Mots-Clés, agence de communication éditoriale et d'influence

View Original

« La question elle est vite répondue » : mème pas mal  !

Vous l’avez reconnu. Vous vous souvenez peut-être même de son nom, Jean-Pierre Fanguin. Mais finalement le nom de ce youtubeur importe peu. Car le phénomène central n’est jamais l’origine d’un mème, mais le génial dispositif de transmission par imitation qu’il met en place. 

Celui-ci, c’est LE mème francophone de 2020. Dix-mille ? Cent-mille ? Un million ? Plus encore ? J’ai cherché, mais impossible d’évaluer, même de manière approximative, le nombre d’imitations, de parodies, de détournements nés dans le sillage de cette vidéo.

50 nuances de mèmes

Il y a celles et ceux qui ont repris tout le décorum et le speech, à la virgule près ; d’autres qui se contentent de détourner le phrasé ou quelques phrases saillantes. Des marques aussi, qui jamais avares de mème-jacking, ont tenté d’y faire référence en en reprenant des bribes, pour entretenir la relation de connivence à leurs publics. Ainsi, « la question elle est vite répondue » fait désormais partie du patrimoine culturel francophone ; pour combien de temps ? Et surtout, qu’est-ce qui explique son succès ?

L’analyse de ce mème, mais aussi d’autres mèmes populaires que nous lègue chaque année le web social, permet de mettre en évidence 3 ingrédients récurrents du mème.

D’abord, ce qu’on pourrait appeler la faiblesse du coût d’imitation. 
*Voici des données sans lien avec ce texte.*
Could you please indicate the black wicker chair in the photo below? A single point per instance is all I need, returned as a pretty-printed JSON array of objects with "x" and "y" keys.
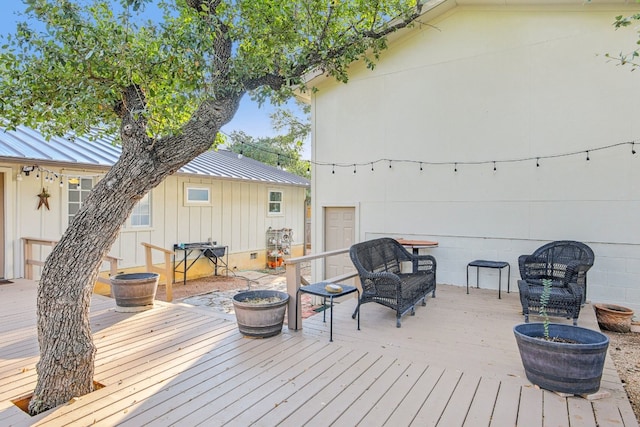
[
  {"x": 379, "y": 264},
  {"x": 566, "y": 264}
]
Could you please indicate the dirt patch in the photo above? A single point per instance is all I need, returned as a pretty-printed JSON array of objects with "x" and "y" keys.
[
  {"x": 624, "y": 349},
  {"x": 202, "y": 286}
]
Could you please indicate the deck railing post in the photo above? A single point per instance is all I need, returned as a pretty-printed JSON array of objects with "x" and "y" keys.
[{"x": 293, "y": 282}]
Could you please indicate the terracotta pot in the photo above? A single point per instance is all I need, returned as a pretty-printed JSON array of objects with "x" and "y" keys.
[
  {"x": 134, "y": 291},
  {"x": 614, "y": 317}
]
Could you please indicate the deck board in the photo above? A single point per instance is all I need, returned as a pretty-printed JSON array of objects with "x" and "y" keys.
[{"x": 182, "y": 365}]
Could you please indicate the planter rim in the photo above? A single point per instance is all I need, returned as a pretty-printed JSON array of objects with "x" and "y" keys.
[
  {"x": 613, "y": 308},
  {"x": 264, "y": 293},
  {"x": 600, "y": 339}
]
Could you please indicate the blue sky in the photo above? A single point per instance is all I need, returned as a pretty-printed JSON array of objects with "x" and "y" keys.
[{"x": 251, "y": 119}]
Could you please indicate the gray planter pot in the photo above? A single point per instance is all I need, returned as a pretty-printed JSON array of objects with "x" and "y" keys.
[
  {"x": 260, "y": 320},
  {"x": 134, "y": 291},
  {"x": 562, "y": 367}
]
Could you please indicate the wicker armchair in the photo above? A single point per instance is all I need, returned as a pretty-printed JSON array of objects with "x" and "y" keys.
[
  {"x": 379, "y": 264},
  {"x": 566, "y": 264}
]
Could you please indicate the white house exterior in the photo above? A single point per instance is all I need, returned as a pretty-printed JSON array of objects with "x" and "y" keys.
[
  {"x": 233, "y": 210},
  {"x": 492, "y": 127}
]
Un mème, ça doit être facile à imiter. Et cette vidéo est l’archétype d’un mème. On y trouve du caricatural, qui attire l’attention de celui ou celle qui la visionne. De nombreuses phrases potentiellement cultes (et reprises ci-dessus dans le petit exercice de style auquel je me suis livré), qui constituent autant de portes d’entrée à la mèmisation. Cette vidéo présente en effet des marqueurs très nets, quelques formulations emblématiques qui agissent comme autant de repères, et la rendent ainsi propice au détournement : « salut à toi jeune entrepreneur », « est-ce que tu préfères… », « Bisous » en fin de vidéo, ou encore la flûte de champagne jeté au milieu de la chaussée. Et bien sûr le fameux « pour moi la question elle est vite répondue ». Autant de repères qui facilitent la reprise par imitation. C’est la règle n° 1 : pour qu’il y ait mème, il faut que le coût d’imitation soit bas. C’est-à-dire que les points d’entrée dans la vidéo ou l’image soient évidents et nombreux. 
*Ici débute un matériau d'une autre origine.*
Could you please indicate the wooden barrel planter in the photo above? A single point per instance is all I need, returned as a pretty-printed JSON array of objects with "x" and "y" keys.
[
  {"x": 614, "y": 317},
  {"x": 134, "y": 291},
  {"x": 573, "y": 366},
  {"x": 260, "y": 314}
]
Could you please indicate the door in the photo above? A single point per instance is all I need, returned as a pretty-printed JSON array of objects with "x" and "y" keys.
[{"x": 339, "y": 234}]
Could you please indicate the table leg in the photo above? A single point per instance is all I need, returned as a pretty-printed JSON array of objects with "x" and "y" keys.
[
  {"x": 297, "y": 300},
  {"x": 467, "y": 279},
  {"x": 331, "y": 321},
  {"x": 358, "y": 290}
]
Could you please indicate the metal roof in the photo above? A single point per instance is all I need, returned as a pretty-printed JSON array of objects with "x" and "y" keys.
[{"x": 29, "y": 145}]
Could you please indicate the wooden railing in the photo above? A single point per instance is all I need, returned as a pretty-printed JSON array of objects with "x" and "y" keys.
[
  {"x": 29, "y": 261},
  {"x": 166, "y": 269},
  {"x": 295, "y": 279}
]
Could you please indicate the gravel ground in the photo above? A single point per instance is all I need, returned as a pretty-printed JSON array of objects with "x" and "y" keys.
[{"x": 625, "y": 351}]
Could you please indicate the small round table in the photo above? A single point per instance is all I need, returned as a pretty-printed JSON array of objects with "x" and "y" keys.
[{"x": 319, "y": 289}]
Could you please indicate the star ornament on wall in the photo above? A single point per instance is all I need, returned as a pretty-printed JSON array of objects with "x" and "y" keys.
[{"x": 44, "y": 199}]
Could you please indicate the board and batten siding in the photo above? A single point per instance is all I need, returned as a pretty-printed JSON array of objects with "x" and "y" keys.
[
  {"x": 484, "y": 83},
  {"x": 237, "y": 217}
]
Ensuite, cette vidéo n’est pas seulement propice à la mèmisation par ses caractéristiques formelles. Elle est également malaisante, ce qui suscite de l’ironie ou du sarcasme dont les réseaux sociaux ne sont jamais avares. Costume trop serré, arrogance du personnage, exaltation d’une réussite sociale réduite à l’argent gagné facilement. Le tout symbolisé par un 4x4, dans une ère où ces gros véhicules polluants sont plus souvent conspués que désirés. Il n’y a pas de mème sans un sourire, même si celui-ci est le symptôme d’un inconfort. C’est la règle n° 2 : là où il y a mème, il y a souvent gène.

Enfin, et c’est la dernière règle du mème : l’équivoque dans l’intention.
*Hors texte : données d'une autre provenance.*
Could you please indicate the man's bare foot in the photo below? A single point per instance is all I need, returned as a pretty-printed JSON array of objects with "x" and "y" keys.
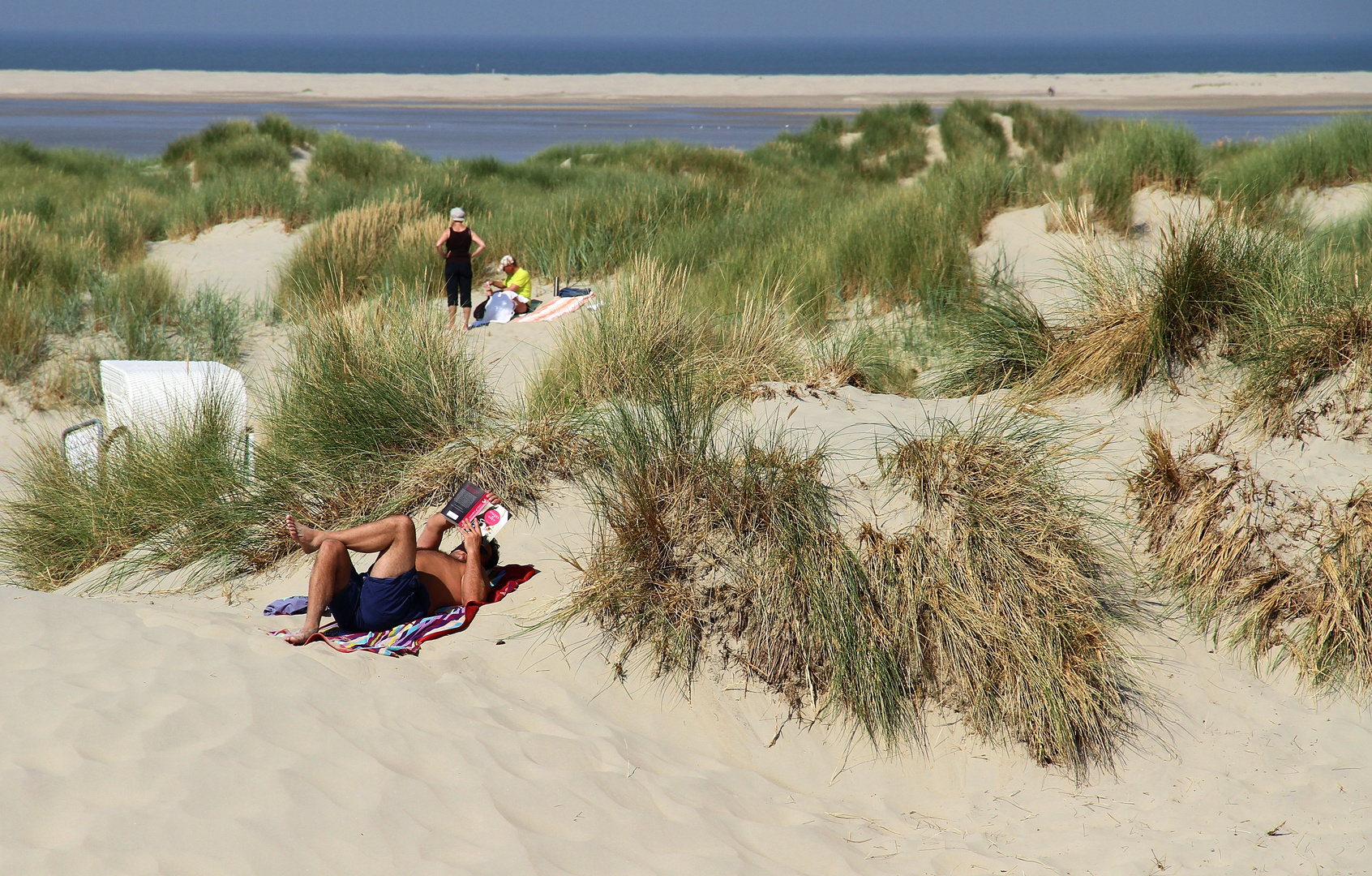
[
  {"x": 303, "y": 536},
  {"x": 303, "y": 636}
]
Le Youtubeur à l’origine de cette vidéo est-il sérieux dans son propos ou est-il volontairement outrancier ? Plusieurs indices peuvent étayer la première hypothèse : ainsi, la réaction du cycliste maugréant semble sincère. Selon une enquête du Parisien, Jean-Pierre Fanguin exerce une activité de rabatteur et oriente les personnes intéressées vers une société aux pratiques financières obscures. On peut donc penser que cette vidéo est sincère dans son intention : JP Fanguin veut vraiment recruter par cette vidéo.

Mais de nombreux médias ont aussi relevé que ce n’est pas la première vidéo de ce genre postée par le Youtubeur. Or, le caractère outrancier est encore plus net dans d’autres réalisations, comme dans celle où on le voit écraser un cigare contre la carrosserie d’une voiture stationnée. 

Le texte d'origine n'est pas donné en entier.